Un jour, on censure l'enseignement de la musique, un autre, on interdit aux musulmans de fabriquer des instruments. Parallèlement, l'ayatollah Khomeiny ouvre une brèche en encourageant les chants révolutionnaires et les psalmodies religieuses. " Sous l'interdit, on travaille chez soi, puis les créations sortent et, du fait de leur retrait précédent, surprennent ", résume Nazéri. C'est la théorie du roseau qui se courbe, mais ne se rompt pas, et dont on fait le ney, la flûte emblématique de la Perse, proche du souffle divin.
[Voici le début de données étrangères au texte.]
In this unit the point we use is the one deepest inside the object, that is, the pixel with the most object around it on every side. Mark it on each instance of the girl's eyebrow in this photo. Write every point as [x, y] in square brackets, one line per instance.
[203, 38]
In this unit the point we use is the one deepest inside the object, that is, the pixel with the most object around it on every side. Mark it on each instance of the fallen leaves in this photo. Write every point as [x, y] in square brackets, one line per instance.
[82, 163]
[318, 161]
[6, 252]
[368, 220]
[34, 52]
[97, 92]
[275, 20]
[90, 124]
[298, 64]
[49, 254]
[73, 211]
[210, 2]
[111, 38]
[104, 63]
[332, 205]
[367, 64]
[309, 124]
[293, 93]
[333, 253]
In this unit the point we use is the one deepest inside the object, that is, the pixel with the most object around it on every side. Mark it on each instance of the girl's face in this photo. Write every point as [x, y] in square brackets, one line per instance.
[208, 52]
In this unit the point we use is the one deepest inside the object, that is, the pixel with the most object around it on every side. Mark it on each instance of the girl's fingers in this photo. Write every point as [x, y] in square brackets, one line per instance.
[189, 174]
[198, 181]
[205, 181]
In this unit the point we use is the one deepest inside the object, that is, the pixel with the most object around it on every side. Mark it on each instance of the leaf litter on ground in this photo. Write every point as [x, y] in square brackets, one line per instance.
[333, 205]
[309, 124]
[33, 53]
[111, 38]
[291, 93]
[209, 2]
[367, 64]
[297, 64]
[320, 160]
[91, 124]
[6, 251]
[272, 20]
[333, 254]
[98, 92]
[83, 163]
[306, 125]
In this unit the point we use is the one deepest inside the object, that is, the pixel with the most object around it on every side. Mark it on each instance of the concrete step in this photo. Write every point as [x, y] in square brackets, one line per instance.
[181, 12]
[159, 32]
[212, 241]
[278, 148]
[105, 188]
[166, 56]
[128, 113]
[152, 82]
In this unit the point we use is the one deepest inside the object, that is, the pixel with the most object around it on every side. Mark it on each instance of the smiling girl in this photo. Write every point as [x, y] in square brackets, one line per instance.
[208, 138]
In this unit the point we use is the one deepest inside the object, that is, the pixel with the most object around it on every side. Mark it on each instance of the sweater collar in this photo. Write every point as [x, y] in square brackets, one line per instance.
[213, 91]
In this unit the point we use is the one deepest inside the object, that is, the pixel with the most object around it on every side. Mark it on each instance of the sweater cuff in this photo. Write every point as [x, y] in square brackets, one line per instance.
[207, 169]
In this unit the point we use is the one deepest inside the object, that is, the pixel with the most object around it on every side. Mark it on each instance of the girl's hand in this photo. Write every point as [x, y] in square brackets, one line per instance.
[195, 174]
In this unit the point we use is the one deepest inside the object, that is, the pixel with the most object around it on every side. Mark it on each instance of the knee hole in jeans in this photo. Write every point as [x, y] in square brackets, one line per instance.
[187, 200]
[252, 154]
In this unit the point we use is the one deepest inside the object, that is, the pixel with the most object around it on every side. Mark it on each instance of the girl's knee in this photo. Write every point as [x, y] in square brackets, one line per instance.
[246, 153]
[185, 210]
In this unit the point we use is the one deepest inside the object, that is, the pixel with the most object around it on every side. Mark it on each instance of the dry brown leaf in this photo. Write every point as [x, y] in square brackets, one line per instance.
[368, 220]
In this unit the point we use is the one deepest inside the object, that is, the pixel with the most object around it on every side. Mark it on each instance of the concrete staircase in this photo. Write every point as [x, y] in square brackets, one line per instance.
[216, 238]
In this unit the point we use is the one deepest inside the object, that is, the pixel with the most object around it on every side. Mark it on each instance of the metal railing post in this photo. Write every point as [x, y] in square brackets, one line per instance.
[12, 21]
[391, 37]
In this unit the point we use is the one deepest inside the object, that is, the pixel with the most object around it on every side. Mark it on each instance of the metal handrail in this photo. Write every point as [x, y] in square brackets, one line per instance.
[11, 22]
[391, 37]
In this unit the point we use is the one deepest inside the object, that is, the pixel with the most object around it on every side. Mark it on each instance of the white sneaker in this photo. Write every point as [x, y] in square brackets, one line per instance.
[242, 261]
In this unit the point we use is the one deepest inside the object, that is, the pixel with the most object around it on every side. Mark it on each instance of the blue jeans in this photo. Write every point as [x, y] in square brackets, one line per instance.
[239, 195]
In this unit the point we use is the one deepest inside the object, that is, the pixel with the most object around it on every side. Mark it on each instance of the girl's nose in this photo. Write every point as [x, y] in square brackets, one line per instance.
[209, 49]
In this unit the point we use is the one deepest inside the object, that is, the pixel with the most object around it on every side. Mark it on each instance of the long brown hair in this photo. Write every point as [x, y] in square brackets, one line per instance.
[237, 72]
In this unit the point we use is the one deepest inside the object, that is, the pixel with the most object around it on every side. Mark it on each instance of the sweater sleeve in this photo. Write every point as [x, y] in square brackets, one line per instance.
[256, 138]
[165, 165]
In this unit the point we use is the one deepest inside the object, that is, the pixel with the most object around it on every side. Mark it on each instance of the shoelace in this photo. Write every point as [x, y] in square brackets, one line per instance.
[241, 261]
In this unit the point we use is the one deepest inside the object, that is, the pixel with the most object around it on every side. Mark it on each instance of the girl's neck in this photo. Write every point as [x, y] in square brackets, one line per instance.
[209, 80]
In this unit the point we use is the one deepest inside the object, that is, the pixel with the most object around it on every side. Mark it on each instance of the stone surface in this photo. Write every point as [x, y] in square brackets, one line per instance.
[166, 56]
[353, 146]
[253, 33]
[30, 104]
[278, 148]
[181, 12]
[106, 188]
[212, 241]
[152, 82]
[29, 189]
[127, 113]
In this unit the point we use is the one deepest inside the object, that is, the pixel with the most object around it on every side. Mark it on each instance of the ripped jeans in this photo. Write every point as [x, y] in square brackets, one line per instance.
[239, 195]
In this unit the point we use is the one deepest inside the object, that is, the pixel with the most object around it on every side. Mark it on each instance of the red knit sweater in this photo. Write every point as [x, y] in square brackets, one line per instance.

Elégant, intériorisé, portant moustache, costume noir et mocassins en daim, Shahram Nazéri a porté en virtuose le radif, le grand répertoire iranien, sur les grandes scènes internationales. Il est venu en France pour la première fois en 1988, au Théâtre de la Ville, puis au Festival d'Avignon. Il a chanté en 2004 à la Cartoucherie de Vincennes, invité par Ariane Mnouchkine à soutenir les victimes du tremblement de terre de Bam de 2003 ; le lendemain, il défendait la cause au Royal Albert Hall de Londres, avec son confrère Mohammad Reza Shajarian.
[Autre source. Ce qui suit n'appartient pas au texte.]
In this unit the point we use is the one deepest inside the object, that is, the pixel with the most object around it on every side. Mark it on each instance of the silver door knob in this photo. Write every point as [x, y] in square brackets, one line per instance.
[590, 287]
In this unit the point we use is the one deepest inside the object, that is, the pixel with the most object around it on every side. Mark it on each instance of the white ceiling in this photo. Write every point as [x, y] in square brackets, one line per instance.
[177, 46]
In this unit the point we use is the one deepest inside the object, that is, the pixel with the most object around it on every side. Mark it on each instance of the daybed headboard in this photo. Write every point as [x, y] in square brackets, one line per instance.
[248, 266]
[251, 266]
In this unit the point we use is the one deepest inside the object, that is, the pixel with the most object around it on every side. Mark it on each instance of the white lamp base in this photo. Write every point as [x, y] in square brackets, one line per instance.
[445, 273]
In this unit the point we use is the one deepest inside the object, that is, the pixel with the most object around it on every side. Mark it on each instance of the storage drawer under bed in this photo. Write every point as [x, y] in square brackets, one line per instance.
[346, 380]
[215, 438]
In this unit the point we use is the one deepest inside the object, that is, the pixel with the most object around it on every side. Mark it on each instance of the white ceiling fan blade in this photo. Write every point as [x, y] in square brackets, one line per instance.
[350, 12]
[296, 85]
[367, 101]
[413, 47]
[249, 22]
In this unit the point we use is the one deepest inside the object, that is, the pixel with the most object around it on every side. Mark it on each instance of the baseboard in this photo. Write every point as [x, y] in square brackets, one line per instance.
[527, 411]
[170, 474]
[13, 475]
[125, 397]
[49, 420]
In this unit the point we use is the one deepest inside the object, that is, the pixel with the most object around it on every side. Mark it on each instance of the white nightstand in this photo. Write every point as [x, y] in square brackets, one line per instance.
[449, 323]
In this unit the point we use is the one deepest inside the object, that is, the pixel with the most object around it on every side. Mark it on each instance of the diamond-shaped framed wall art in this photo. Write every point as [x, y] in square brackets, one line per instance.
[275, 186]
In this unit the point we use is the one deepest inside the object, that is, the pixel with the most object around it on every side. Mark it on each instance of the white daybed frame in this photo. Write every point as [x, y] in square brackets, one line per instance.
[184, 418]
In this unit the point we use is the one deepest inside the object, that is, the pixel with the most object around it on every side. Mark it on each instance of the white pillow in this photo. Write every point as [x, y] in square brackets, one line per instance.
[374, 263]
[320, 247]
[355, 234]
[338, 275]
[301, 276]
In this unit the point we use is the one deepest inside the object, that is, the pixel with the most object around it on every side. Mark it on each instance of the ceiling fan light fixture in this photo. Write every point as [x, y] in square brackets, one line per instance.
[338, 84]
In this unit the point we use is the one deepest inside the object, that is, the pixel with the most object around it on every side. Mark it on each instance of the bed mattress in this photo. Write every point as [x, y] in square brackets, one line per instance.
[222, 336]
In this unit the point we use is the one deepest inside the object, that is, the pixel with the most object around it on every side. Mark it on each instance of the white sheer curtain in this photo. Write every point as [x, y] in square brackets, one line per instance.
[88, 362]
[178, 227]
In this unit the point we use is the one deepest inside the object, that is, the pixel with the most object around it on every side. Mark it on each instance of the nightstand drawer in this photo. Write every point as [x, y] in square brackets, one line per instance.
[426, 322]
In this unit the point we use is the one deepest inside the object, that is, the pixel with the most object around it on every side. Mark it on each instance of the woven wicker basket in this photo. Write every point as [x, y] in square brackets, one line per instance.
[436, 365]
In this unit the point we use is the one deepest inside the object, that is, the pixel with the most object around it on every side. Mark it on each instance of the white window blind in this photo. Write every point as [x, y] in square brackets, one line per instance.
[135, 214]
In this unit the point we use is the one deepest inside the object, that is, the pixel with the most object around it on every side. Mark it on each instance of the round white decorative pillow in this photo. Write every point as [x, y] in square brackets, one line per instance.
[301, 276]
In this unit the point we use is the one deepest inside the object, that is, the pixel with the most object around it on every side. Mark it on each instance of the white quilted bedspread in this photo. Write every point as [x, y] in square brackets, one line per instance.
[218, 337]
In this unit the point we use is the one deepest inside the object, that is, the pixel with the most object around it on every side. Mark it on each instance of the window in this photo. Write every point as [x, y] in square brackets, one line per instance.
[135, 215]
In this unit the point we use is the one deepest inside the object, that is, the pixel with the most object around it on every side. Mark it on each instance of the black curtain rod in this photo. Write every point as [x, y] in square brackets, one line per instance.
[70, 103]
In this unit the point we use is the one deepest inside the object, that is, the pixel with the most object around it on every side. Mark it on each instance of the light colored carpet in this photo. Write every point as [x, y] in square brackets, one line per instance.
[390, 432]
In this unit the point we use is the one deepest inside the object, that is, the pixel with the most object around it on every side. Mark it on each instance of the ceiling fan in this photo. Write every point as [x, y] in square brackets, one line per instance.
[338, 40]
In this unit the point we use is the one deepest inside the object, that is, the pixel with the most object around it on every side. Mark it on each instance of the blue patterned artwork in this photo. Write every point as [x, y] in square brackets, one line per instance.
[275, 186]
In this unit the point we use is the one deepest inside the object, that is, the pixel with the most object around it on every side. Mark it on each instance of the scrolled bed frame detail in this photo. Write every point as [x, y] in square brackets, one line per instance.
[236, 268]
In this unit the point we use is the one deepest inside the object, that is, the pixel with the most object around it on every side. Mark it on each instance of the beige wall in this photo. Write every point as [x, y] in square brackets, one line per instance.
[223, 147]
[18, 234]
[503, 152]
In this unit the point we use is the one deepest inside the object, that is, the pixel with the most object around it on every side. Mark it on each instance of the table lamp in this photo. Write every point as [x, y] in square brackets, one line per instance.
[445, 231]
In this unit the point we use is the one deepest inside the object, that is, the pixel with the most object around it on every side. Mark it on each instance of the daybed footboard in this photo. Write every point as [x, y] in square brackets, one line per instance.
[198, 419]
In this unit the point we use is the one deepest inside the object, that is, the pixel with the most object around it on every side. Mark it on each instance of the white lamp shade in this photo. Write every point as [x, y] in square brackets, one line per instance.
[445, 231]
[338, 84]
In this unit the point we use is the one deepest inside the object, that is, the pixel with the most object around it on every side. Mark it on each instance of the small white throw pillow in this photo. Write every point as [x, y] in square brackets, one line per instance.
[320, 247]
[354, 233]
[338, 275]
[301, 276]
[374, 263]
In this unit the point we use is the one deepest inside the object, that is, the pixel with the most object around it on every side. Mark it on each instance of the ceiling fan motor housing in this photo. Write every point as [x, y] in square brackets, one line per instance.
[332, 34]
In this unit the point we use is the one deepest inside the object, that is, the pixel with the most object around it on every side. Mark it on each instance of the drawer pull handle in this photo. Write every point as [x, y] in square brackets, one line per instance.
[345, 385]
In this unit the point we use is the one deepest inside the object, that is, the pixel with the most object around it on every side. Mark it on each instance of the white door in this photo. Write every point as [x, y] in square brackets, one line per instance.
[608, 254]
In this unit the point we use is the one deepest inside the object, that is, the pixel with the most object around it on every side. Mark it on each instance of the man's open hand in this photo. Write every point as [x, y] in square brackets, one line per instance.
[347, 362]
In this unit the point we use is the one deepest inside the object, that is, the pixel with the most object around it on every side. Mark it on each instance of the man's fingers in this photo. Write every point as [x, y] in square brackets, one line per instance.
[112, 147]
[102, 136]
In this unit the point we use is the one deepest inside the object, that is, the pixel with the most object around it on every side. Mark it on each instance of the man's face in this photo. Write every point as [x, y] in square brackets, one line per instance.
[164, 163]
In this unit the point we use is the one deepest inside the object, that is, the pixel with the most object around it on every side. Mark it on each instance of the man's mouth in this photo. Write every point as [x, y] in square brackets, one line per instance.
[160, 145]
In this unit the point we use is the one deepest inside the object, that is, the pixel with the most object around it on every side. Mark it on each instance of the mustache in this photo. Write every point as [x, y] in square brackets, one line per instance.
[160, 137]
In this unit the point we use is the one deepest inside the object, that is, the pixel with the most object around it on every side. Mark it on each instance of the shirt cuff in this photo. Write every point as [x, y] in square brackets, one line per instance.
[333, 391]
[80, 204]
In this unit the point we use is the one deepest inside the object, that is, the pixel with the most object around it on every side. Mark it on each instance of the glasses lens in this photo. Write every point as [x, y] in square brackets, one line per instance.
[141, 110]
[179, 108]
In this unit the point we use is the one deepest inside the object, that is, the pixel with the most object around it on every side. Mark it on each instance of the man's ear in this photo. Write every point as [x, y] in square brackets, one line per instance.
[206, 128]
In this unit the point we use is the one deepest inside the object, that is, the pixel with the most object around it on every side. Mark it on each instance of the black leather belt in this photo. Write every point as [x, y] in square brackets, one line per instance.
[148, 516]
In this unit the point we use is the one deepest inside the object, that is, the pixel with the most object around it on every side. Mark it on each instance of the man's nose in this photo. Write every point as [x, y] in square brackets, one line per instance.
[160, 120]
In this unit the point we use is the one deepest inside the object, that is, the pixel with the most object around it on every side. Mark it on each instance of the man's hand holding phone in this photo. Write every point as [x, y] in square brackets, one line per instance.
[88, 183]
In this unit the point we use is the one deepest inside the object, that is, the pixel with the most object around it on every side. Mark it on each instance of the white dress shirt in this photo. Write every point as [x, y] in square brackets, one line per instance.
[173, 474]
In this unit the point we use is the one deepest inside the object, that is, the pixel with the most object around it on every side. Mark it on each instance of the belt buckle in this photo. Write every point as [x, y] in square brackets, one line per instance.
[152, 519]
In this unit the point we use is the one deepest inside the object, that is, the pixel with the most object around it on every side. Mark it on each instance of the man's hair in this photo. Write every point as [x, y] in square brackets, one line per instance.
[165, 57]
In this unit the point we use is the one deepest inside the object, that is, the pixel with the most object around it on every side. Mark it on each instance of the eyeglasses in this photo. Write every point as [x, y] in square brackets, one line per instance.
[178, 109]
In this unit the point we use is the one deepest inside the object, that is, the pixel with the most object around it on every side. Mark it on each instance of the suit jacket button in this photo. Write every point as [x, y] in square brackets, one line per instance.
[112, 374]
Il a chanté dans le Kurdistan irakien, " il y a une dizaine d'années, quand c'était dangereux ", et voudrait bien voir le film Half Moon (Niwemang), du cinéaste kurde Bahman Ghobadi - l'histoire d'un vieux chanteur kurde qui entraîne ses fils en Irak pour un concert transfrontalier. Mais le film, Grand Prix du festival de Saint-Sébastien, en Espagne, en 2006, n'est pas autorisé à Téhéran. Mamo, le chanteur du film, se trimballe dans un bus pourri sur des routes de terre et de haute montagne, où les chanteuses vivent cachées, mais la troupe possède téléphone et ordinateur portables. " L'Iran est ainsi ", dit Nazéri, pays de la débrouille, malin, individualiste et " poussé par la force de la volonté ".
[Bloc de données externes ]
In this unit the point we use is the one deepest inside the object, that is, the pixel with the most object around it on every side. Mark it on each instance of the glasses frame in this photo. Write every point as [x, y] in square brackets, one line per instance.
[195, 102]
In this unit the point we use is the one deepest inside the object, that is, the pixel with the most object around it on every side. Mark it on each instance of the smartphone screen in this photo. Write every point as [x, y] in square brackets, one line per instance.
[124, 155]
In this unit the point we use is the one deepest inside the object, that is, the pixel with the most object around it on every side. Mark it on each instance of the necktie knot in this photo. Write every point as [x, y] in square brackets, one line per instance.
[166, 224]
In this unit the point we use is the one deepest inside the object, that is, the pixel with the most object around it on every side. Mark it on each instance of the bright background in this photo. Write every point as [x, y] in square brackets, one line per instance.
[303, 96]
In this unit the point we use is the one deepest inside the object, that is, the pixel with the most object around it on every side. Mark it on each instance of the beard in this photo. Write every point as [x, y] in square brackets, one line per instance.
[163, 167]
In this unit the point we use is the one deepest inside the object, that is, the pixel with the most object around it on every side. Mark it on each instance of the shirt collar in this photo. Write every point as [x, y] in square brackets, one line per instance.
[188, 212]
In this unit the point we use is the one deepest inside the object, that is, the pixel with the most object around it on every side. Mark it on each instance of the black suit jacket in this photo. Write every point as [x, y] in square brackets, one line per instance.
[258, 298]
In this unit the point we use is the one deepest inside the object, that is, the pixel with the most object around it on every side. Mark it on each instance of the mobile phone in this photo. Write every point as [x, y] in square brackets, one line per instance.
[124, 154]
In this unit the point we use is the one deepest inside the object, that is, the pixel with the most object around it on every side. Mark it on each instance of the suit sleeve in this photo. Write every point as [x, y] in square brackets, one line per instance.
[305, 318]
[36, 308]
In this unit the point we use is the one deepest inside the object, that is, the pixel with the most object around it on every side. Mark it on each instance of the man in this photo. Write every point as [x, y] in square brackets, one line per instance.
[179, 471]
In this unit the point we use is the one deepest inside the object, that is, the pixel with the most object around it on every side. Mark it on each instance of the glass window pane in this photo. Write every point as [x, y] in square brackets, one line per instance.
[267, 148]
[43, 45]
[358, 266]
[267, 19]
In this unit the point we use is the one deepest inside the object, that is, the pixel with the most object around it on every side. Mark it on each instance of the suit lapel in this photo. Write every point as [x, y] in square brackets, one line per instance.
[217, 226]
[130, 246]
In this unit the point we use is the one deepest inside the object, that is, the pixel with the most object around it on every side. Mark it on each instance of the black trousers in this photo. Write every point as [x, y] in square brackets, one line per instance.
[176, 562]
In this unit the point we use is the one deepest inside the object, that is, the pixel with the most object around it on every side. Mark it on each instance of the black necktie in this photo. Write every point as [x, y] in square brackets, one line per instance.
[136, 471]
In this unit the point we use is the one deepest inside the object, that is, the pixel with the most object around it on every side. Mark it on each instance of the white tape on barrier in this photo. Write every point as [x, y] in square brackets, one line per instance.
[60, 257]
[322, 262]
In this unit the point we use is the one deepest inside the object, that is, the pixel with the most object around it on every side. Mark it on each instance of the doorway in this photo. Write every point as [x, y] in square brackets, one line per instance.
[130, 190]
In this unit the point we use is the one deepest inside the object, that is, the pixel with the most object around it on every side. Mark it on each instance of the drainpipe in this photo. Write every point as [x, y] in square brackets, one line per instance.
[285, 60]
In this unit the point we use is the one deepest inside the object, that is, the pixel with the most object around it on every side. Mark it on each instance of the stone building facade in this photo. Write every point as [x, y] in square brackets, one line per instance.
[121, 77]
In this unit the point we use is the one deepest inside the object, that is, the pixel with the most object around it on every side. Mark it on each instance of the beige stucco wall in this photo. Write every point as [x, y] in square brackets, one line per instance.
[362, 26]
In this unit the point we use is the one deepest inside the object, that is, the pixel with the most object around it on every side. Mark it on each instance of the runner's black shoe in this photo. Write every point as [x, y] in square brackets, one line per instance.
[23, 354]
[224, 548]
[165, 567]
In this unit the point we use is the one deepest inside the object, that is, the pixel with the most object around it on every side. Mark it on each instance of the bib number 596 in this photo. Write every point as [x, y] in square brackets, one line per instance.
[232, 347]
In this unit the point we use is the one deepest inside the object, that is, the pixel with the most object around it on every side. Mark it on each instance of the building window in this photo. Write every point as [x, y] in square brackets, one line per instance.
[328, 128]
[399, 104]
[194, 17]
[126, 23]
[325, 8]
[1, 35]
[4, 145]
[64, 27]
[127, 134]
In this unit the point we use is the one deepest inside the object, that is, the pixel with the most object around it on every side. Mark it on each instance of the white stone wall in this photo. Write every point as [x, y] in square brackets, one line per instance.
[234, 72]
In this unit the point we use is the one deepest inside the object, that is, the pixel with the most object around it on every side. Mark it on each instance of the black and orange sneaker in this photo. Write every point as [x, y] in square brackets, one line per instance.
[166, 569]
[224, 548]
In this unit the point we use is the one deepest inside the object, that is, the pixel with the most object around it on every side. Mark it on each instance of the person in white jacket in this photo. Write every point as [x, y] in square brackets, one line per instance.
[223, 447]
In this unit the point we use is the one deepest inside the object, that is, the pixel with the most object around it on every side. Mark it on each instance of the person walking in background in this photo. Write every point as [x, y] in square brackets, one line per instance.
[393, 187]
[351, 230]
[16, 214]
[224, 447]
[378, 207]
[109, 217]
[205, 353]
L'Iran défie le Grand Satan (l'Amérique) ? Réponse " roseau " de Nazéri, dont le fils Hafez a étudié la musique occidentale à New York : " Le monde est confus, les hommes éloignés les uns des autres. Dans un poème de Rumi, un roseau devenu ney dépeint la douleur des hommes et des femmes qui se lamentent avec lui depuis qu'il a été coupé et séparé de son champ. " A l'instar de Parissa ou de Shajarian, Nazéri a toute latitude pour aller et venir. Homme de racines, il n'a cependant jamais vécu hors d'Iran, " ce pays tellement contradictoire ".

Le ministre de la culture et du conseil islamique, Mohammad-Hossein Saffar-Harandi, vient de clore à Téhéran la 22e édition du Festival de musique Fajr - Nazéri était à New York. La manifestation confirme le nouveau rôle de Téhéran comme carrefour du Moyen-Orient. La musique savante persane a explosé en trente ans et s'est débarrassée des exigences de la musique de cour, qui privilégiait les ghazals (poèmes lyriques) de Saadi (né à Chiraz en 1184) et d'Hafez (Chiraz, début du XIVe siècle). " Ces poèmes ne dérangeaient pas les princes, ils étaient doux. " Et puis, dans les années 1970, les chanteurs classiques iraniens ont redécouvert le Sha Nama, Le Livre des rois, de Ferdowsi (né à Tusi dans le Khorasan, vers 940) et Rumi.

" Je suis venu à Rumi, sans doute parce que je suis kurde, raconte Nazéri. Je porte en moi cette culture, ses expressions épiques. Je ne crains pas le trouble. Encore adolescent, je vais chez mon maître, Banan, et je lui chante un poème de Rumi, où il est question d'une tempête, de l'océan, d'un naufrage, et d'une énorme baleine qui boit l'eau et le sang. Banan, surpris et cassant, me dit que ces mots trop violents vont me casser la voix. Que j'agis comme un chauffeur qui dédaignerait la route goudronnée pour le chemin de rocaille. Des années plus tard, je lui ai dit : "Maître, voyez-vous, je suis de ceux qui préfèrent nager dans la houle plutôt que dans une piscine". "

Véronique Mortaigne

Shahram Nazéri au Théâtre de la Ville, 2, place du Châtelet, Paris-4e, Mo Chatelet. Tél. : 01-42-74-22-77. Le 15 janvier à 20 h 30. 17 €.

Disques : Shahram Nazéri et l'ensemble Dastan, 1 CD Long Distance/Harmonia mundi.

Pour mieux comprendre les musiques du monde : Petit Atlas des musiques du monde, éd. Panama, avec Mondomix et la Cité de la musique, 240 p., 29,90 €.